Commerce
Feu vert à l’adoption du traité de libre-échange entre l’Union européenne et le Mercosur
Après plus de vingt-cinq ans de négociations, l’accord de libre-échange entre l’Union européenne et les pays du Mercosur a franchi une étape décisive. Vendredi 9 janvier, une majorité qualifiée d’États membres a donné son aval politique au texte, ouvrant la voie à une signature officielle lundi au Paraguay.

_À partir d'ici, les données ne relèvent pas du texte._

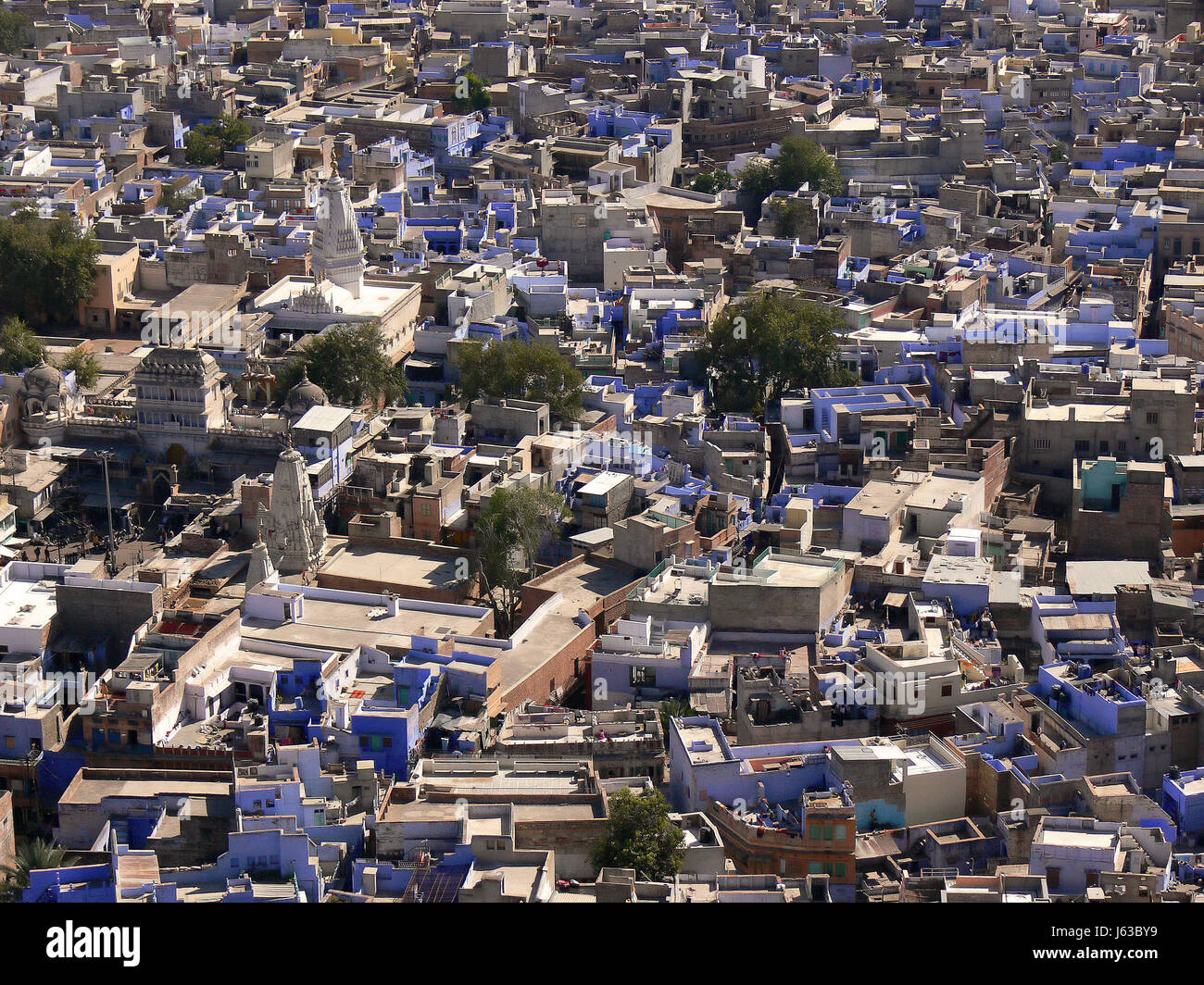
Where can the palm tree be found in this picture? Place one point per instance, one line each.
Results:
(31, 856)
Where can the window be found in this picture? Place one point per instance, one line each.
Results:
(643, 677)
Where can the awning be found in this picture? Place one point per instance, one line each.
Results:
(97, 501)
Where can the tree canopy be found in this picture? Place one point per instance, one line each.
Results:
(508, 533)
(48, 268)
(31, 856)
(641, 836)
(349, 363)
(767, 344)
(84, 364)
(16, 31)
(19, 347)
(206, 143)
(518, 369)
(470, 94)
(798, 160)
(709, 182)
(791, 217)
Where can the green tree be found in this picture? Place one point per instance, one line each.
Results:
(48, 268)
(674, 707)
(709, 182)
(177, 200)
(518, 369)
(16, 31)
(798, 160)
(641, 836)
(85, 365)
(207, 143)
(349, 363)
(803, 160)
(19, 347)
(508, 533)
(31, 857)
(470, 94)
(791, 217)
(767, 344)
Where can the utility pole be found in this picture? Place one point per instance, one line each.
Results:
(108, 504)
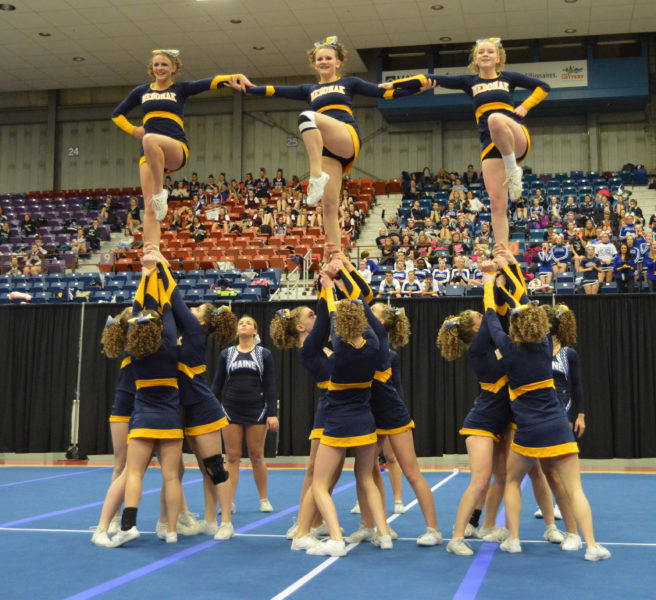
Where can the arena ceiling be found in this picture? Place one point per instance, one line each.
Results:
(57, 44)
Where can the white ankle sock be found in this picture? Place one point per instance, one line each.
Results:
(510, 161)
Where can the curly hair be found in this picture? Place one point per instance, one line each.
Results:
(223, 323)
(350, 320)
(562, 322)
(340, 51)
(530, 325)
(145, 339)
(283, 330)
(472, 66)
(456, 334)
(397, 326)
(175, 61)
(114, 337)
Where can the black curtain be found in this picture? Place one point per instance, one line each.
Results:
(615, 345)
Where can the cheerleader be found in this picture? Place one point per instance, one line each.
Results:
(390, 413)
(348, 421)
(155, 422)
(163, 140)
(328, 129)
(245, 377)
(296, 328)
(542, 428)
(505, 141)
(204, 417)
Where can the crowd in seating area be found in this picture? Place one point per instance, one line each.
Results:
(569, 232)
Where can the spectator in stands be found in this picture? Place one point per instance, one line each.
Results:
(649, 264)
(262, 184)
(470, 176)
(459, 273)
(635, 211)
(546, 264)
(198, 230)
(417, 212)
(429, 286)
(411, 286)
(79, 244)
(624, 270)
(387, 253)
(180, 192)
(590, 267)
(27, 226)
(14, 268)
(92, 235)
(222, 221)
(606, 251)
(561, 255)
(133, 219)
(33, 262)
(389, 286)
(442, 274)
(194, 185)
(5, 232)
(628, 227)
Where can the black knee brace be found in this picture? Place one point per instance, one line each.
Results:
(215, 469)
(306, 121)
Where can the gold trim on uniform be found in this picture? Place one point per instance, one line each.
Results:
(336, 387)
(207, 428)
(547, 451)
(383, 376)
(162, 114)
(530, 387)
(480, 433)
(343, 107)
(160, 434)
(495, 387)
(396, 430)
(316, 434)
(358, 440)
(167, 382)
(118, 419)
(483, 108)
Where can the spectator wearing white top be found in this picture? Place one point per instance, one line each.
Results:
(606, 251)
(442, 274)
(364, 271)
(411, 286)
(429, 287)
(389, 286)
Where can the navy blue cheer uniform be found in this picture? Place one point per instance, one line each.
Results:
(318, 364)
(389, 410)
(347, 417)
(163, 110)
(542, 426)
(334, 99)
(250, 387)
(490, 96)
(124, 394)
(566, 368)
(202, 411)
(156, 411)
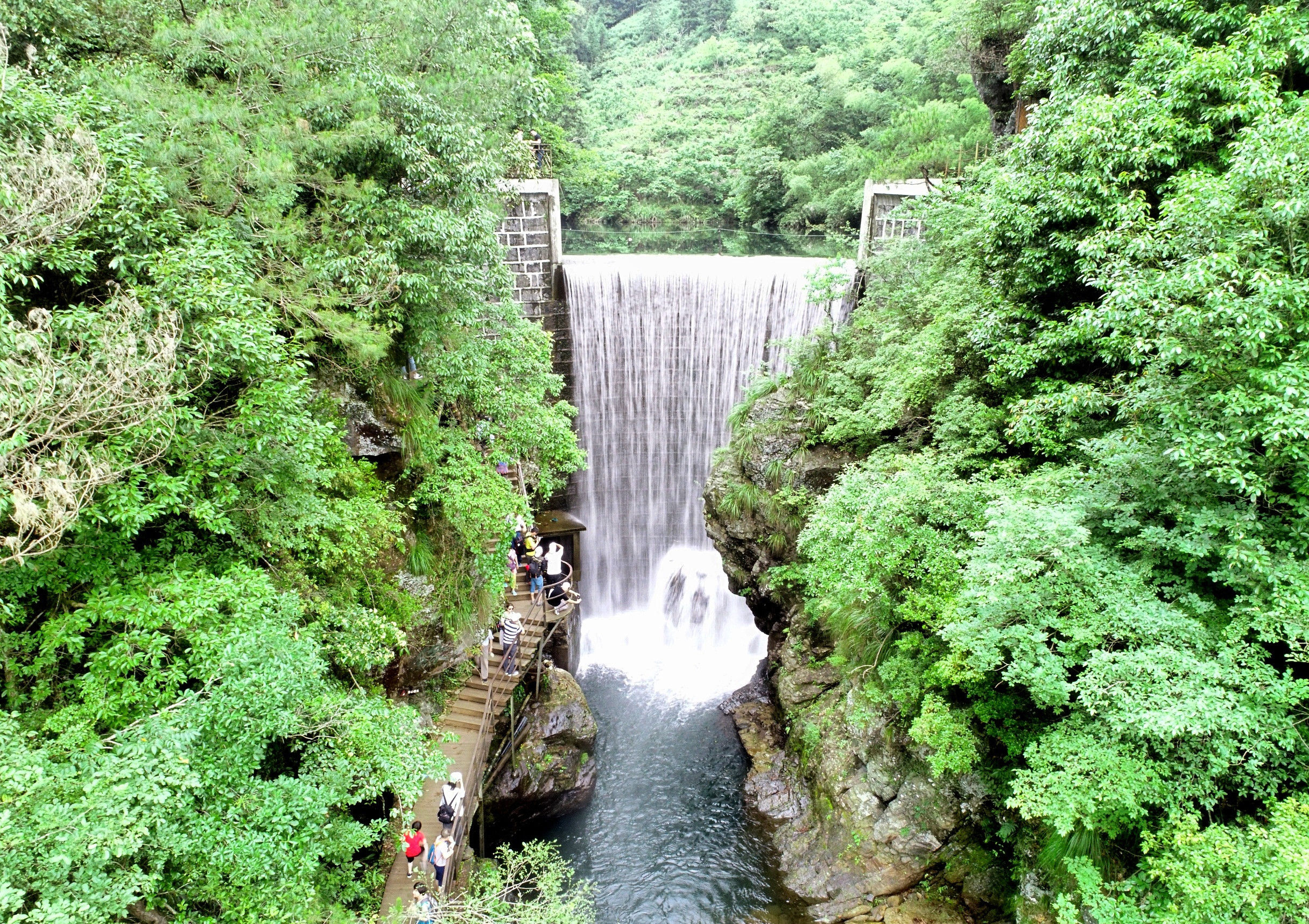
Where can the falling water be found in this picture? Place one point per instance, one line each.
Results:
(663, 347)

Une décision qui ravive les inquiétudes du monde agricole, notamment en France, farouchement opposée au traité.
Après plus de vingt-cinq ans de négociations, l’accord de libre-échange entre l’Union européenne et les pays du Mercosur a franchi une étape décisive. Vendredi 9 janvier, une majorité qualifiée d’États membres a donné son aval politique au texte, ouvrant la voie à une signature officielle lundi au Paraguay. Une décision qui ravive les inquiétudes du monde agricole, notamment en France, farouchement opposée au traité.
Sans réelle surprise, les ministres des États membres réunis à Bruxelles ont approuvé l’accord commercial liant l’Union européenne au Brésil, à l’Argentine, à l’Uruguay et au Paraguay. Ce feu vert permet à la présidente de la Commission européenne, Ursula von der Leyen, de se rendre dès lundi à Asunción pour signer le traité.

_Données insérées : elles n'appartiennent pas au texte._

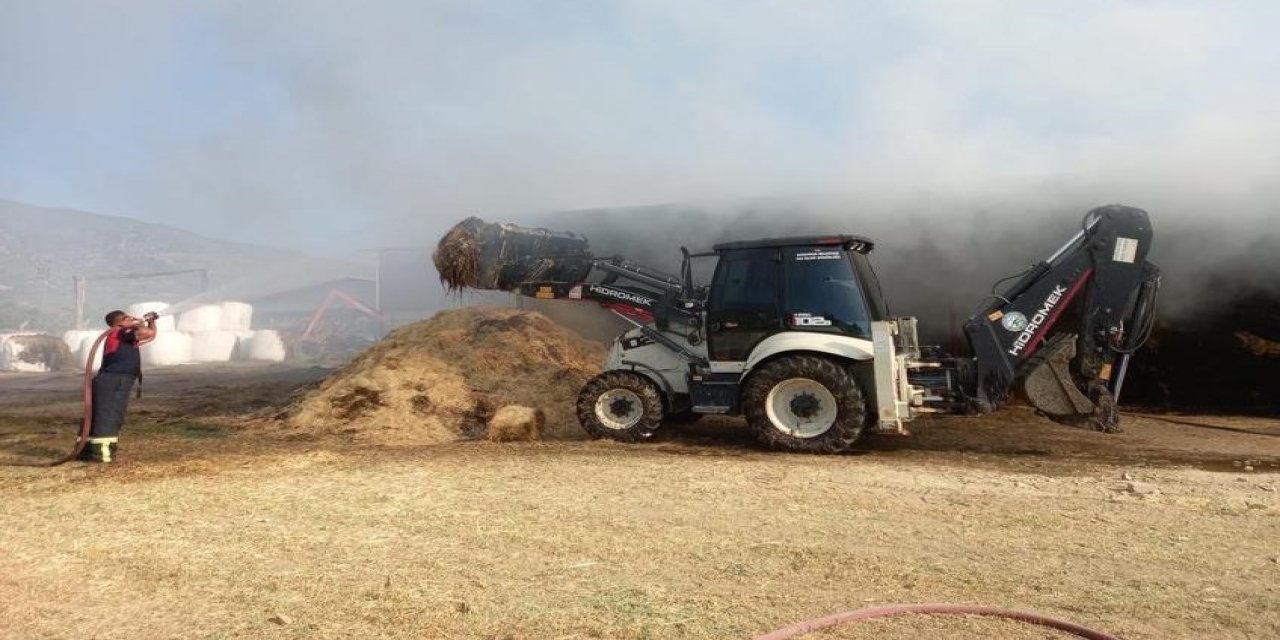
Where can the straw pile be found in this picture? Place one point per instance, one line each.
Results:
(447, 376)
(457, 256)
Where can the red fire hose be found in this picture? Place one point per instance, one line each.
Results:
(950, 609)
(87, 421)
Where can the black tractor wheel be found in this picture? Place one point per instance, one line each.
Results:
(621, 406)
(804, 403)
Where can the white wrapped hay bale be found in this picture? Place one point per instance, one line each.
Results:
(213, 346)
(205, 318)
(237, 316)
(14, 356)
(165, 323)
(168, 348)
(263, 346)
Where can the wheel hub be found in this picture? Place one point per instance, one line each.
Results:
(618, 408)
(801, 407)
(805, 405)
(621, 407)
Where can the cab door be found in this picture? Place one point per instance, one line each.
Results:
(744, 306)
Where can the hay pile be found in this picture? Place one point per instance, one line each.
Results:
(447, 376)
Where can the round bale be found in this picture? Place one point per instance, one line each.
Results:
(516, 423)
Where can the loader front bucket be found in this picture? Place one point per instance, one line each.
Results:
(498, 256)
(1051, 388)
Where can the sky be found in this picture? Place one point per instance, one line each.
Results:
(334, 127)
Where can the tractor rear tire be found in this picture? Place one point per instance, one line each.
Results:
(621, 406)
(804, 403)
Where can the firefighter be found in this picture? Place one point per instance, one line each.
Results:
(122, 368)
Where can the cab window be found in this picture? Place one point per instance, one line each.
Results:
(823, 292)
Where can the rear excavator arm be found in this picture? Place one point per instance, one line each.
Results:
(1064, 332)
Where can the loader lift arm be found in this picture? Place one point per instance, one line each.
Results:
(1070, 370)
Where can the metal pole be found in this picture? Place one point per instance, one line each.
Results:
(80, 301)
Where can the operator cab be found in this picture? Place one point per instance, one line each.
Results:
(818, 283)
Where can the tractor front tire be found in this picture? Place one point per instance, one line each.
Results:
(804, 403)
(621, 406)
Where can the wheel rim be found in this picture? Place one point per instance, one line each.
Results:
(800, 407)
(618, 408)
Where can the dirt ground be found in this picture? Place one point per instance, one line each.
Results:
(219, 525)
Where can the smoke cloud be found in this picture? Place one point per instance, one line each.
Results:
(967, 138)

Selon plusieurs sources diplomatiques citées par l’AFP, le soutien de l’Italie a été déterminant pour atteindre la majorité qualifiée requise. L’Allemagne, l’Espagne, les Pays-Bas ou encore les pays nordiques ont également voté en faveur du texte, au nom de la compétitivité européenne et de l’ouverture commerciale.

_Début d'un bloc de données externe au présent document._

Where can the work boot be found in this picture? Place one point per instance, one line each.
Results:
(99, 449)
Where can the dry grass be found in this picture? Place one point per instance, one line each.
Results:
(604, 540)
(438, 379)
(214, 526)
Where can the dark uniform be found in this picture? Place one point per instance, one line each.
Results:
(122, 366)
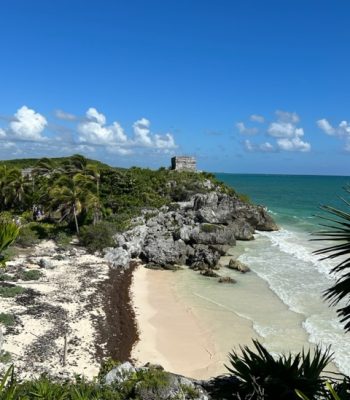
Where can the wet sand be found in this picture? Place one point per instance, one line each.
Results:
(170, 332)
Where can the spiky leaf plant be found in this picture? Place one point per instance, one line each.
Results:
(278, 378)
(338, 230)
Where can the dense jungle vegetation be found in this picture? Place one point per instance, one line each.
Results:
(56, 197)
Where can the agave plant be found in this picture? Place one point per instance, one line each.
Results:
(278, 378)
(338, 231)
(334, 395)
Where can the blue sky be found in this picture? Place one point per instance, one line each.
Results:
(246, 86)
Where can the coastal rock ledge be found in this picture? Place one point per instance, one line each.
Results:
(194, 233)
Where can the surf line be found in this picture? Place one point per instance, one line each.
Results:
(216, 303)
(226, 308)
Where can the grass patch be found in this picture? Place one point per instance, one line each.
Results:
(7, 319)
(11, 291)
(31, 275)
(6, 277)
(5, 357)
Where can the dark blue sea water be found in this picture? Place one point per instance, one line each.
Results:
(285, 259)
(294, 200)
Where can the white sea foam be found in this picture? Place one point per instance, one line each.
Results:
(298, 278)
(330, 332)
(289, 242)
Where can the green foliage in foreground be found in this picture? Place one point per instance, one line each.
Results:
(338, 231)
(97, 237)
(264, 377)
(147, 384)
(338, 391)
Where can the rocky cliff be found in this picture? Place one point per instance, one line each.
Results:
(194, 233)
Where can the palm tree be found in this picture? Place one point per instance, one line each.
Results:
(16, 189)
(71, 195)
(8, 234)
(79, 164)
(338, 231)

À l’inverse, la France a confirmé son opposition, aux côtés notamment de l’Autriche et de l’Irlande, pays où les filières agricoles redoutent une concurrence accrue. Paris entend désormais porter le combat au Parlement européen, où la ratification s’annonce incertaine.
« Nous ne pouvons pas accepter un accord qui met en concurrence directe nos agriculteurs avec des productions ne respectant pas les mêmes normes sanitaires et environnementales », a déclaré la ministre français de l’Agriculture, citée par Le Monde.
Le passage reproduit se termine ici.